I do get that it is less expensive than active management, but I’m concerned that this approach is being touted as a panacea and a sure bet at any price, which sounds a lot like snake oil to this round the way girl.
Nothing is a sure bet, but index investing is not a gimmick and is fundamentally sound. It's not necessarily the answer for everyone, but it's probably the answer for most people. If you invest in a fund based on the S&P 500 (or a broader index) you're basically investing in the broader economy. You're pooling your money to buy hundreds (or, in the case of a fund like VTSAX mentioned above, thousands) of companies traded in the US equity market. Its performance will rise and fall with the American economy. If your investment horizon is long and you believe that in the long run our economy will recover from the inevitable downturns - and if you aren't someone who wants to spend time combing through thousands of actively-managed funds to figure out which handful will beat the index this year or analyzing things like this week's jobless claims or next week's manufacturing index to decide which sectors look promising - then buying inexpensive index funds is a lot easier.
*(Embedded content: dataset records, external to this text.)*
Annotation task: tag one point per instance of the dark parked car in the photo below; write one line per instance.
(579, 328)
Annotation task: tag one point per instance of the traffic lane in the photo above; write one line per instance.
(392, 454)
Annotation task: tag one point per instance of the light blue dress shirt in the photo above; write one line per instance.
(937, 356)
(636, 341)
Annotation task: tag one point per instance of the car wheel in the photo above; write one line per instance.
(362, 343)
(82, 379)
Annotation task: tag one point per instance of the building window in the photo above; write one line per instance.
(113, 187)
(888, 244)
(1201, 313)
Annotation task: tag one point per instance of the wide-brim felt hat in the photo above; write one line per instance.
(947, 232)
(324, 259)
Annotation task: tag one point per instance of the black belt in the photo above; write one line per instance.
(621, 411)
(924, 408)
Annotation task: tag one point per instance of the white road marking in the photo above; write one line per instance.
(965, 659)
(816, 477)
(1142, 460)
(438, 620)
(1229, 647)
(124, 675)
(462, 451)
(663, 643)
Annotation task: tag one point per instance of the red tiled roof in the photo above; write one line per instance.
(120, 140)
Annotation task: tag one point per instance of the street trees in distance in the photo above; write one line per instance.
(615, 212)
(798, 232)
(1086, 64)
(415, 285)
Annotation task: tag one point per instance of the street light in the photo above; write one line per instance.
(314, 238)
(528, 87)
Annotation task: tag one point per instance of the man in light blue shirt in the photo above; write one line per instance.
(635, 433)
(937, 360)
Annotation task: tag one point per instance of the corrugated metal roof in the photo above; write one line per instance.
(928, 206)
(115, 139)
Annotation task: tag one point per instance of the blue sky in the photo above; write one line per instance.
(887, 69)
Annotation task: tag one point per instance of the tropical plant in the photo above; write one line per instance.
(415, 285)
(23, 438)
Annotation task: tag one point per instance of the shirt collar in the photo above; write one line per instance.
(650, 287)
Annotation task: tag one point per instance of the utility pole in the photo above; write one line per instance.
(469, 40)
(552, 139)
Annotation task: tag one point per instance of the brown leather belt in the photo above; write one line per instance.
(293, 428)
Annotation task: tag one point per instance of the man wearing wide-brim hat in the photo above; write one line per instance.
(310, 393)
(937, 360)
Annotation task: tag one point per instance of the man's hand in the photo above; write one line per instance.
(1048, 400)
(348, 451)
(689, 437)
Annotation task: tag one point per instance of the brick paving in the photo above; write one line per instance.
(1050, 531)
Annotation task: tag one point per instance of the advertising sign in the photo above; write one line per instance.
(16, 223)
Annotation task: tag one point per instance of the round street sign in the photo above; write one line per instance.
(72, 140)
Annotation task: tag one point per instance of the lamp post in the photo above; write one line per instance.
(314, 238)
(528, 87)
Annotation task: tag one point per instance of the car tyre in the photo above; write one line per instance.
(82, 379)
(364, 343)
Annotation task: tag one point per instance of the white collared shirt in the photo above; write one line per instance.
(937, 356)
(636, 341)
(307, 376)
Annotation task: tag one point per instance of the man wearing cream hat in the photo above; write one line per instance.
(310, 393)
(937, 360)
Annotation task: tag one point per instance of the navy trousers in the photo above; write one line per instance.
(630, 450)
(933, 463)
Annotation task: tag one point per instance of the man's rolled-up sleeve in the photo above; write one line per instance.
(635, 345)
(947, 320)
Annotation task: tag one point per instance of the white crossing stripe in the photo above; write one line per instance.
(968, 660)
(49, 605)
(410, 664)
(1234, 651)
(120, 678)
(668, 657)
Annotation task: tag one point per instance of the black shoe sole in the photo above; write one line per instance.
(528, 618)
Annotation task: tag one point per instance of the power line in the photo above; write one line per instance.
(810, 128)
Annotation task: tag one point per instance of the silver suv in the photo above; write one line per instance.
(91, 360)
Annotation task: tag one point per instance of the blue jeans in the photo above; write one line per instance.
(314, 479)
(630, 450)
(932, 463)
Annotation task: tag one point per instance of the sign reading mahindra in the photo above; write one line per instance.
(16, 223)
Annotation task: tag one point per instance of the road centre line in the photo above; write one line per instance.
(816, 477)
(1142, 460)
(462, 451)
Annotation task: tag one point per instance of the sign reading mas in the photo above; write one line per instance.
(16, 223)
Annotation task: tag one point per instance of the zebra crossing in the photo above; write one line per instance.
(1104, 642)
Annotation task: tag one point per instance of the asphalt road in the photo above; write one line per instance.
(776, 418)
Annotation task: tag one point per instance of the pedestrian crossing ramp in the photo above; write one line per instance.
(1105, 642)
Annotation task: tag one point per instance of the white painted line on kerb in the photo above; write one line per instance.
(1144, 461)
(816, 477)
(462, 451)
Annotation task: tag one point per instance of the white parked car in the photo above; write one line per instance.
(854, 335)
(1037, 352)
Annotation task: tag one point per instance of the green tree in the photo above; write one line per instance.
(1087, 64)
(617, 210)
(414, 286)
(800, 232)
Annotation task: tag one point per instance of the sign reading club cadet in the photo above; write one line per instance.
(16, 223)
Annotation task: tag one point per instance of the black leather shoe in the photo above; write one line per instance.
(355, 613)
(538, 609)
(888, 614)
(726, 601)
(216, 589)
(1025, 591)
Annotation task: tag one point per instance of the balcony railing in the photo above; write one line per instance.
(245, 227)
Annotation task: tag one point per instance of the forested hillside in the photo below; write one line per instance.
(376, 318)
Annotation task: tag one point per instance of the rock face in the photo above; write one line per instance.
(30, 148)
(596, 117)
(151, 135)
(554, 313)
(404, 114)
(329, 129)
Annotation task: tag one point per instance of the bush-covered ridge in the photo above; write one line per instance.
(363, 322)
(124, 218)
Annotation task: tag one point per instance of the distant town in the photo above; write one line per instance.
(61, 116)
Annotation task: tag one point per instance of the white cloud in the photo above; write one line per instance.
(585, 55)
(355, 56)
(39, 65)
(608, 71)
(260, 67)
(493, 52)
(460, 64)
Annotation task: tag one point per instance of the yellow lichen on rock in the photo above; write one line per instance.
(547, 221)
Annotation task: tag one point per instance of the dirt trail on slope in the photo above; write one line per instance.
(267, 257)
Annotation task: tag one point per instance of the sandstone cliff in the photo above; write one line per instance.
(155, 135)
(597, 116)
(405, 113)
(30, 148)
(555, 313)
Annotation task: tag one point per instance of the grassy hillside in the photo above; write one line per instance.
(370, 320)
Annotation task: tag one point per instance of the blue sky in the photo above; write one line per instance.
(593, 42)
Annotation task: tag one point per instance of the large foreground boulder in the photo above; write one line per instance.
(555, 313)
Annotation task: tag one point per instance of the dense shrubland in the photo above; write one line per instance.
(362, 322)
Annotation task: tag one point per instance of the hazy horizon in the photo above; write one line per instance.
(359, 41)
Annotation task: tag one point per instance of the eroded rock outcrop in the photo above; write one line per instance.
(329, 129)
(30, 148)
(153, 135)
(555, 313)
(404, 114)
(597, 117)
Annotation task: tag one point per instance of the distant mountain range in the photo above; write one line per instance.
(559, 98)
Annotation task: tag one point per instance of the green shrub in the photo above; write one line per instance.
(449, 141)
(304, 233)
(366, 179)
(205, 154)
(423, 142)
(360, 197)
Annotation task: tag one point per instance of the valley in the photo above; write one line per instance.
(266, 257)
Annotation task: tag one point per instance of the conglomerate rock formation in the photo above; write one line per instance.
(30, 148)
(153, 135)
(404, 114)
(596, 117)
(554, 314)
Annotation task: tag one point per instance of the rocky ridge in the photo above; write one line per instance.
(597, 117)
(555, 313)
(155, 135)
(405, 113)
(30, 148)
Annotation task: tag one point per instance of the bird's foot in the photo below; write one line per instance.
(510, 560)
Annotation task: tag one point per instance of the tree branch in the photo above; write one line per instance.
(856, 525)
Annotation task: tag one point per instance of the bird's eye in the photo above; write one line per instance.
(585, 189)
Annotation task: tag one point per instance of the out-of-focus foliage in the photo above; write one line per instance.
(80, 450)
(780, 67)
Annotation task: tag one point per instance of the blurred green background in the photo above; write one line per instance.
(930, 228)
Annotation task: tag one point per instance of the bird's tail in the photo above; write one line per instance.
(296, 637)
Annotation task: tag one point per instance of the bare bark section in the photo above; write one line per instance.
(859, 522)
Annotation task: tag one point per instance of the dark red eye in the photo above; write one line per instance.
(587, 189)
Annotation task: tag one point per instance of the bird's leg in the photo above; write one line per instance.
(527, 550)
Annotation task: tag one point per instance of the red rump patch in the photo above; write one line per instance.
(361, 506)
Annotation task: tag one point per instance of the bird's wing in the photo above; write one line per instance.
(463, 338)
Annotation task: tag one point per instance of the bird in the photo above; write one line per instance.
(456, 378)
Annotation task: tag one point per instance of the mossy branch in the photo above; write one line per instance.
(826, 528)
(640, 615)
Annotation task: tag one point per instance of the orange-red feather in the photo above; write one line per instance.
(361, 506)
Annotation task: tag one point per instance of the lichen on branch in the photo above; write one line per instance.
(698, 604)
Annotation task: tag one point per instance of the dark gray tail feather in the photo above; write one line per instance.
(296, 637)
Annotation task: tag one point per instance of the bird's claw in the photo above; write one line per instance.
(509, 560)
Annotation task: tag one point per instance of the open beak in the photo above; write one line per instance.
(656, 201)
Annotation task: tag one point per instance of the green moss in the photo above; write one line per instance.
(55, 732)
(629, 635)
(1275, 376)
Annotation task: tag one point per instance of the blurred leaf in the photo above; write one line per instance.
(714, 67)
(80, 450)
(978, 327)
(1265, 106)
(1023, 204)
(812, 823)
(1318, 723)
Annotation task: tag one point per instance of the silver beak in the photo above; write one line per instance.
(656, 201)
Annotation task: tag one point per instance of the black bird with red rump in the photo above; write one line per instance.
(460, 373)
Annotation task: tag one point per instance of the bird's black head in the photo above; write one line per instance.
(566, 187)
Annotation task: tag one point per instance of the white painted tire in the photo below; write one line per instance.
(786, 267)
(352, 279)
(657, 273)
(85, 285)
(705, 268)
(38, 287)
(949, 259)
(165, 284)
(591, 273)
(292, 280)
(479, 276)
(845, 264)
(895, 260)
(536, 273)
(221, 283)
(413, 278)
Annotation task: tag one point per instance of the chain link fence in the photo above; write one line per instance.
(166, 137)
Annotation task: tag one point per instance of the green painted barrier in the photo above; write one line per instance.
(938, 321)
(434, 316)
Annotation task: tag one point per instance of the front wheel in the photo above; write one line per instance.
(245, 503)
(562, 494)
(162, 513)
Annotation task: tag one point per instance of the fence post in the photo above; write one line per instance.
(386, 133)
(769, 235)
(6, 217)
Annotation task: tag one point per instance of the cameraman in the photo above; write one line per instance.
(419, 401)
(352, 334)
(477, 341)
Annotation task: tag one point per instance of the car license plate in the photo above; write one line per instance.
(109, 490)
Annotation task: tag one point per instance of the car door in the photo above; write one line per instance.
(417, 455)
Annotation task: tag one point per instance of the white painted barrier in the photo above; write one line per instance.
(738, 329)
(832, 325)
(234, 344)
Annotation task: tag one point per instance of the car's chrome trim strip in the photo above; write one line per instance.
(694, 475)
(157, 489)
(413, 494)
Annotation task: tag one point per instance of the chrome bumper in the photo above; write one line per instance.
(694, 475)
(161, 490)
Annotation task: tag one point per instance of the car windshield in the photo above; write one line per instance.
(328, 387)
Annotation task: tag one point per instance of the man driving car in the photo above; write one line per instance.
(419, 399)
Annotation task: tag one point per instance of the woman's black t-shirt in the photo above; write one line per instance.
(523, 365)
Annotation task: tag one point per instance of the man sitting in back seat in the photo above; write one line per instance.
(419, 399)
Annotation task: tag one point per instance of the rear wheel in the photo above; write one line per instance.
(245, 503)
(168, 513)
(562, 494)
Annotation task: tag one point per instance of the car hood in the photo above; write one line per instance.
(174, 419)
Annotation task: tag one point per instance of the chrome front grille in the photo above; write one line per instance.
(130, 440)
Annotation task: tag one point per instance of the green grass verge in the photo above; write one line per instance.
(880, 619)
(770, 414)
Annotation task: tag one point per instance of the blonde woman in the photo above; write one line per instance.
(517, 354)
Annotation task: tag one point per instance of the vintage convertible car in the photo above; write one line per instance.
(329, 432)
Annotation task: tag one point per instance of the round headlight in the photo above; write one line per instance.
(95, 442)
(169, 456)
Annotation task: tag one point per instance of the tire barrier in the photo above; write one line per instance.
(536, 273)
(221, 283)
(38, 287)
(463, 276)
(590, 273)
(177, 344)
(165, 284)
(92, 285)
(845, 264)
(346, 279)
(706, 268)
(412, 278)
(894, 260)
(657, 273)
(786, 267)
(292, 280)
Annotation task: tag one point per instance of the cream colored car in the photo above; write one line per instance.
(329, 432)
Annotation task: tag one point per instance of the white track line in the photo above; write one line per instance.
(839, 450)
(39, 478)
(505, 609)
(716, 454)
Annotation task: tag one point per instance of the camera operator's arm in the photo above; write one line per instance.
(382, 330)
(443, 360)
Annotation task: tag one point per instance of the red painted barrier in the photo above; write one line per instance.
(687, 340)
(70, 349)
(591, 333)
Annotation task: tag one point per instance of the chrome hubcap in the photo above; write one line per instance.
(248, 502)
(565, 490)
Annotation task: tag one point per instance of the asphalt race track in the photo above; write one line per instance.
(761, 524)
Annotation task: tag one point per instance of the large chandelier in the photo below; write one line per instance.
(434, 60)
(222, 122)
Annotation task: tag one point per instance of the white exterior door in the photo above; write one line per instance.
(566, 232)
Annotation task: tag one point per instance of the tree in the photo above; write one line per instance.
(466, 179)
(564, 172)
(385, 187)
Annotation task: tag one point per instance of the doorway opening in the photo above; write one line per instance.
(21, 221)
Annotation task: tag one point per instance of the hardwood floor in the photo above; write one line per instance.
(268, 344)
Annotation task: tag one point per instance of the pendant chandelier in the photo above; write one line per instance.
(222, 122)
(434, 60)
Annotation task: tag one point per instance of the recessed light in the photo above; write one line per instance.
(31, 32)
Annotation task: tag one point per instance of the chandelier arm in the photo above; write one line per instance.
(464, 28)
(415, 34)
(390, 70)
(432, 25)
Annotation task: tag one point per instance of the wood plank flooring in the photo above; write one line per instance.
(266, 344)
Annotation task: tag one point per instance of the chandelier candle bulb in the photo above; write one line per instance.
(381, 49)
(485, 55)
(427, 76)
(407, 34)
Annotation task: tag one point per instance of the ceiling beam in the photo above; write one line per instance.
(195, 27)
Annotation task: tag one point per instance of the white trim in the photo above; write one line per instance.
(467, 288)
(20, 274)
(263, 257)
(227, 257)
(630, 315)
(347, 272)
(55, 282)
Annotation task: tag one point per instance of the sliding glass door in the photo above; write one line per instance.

Myself, I do have a lot in indexes but also some in different funds and even individual equities - but I enjoy doing the research. I try not to risk tomorrow's goals by putting too much capital at risk on my crazy ideas. At the end of the day, you have to have a pretty solid reason to think your investment choice will outperform the broader market (after expenses) if you invest in something besides an index fund.
Thanks! I have a State Street S&P index fund in my 401k and I’ve been dabbling lately in FSKAX (Fidelity’s total market index mutual fund) in my new Roth IRA and a State Street Global All Cap ex-US Index Fund in my 401k. I also have bonds.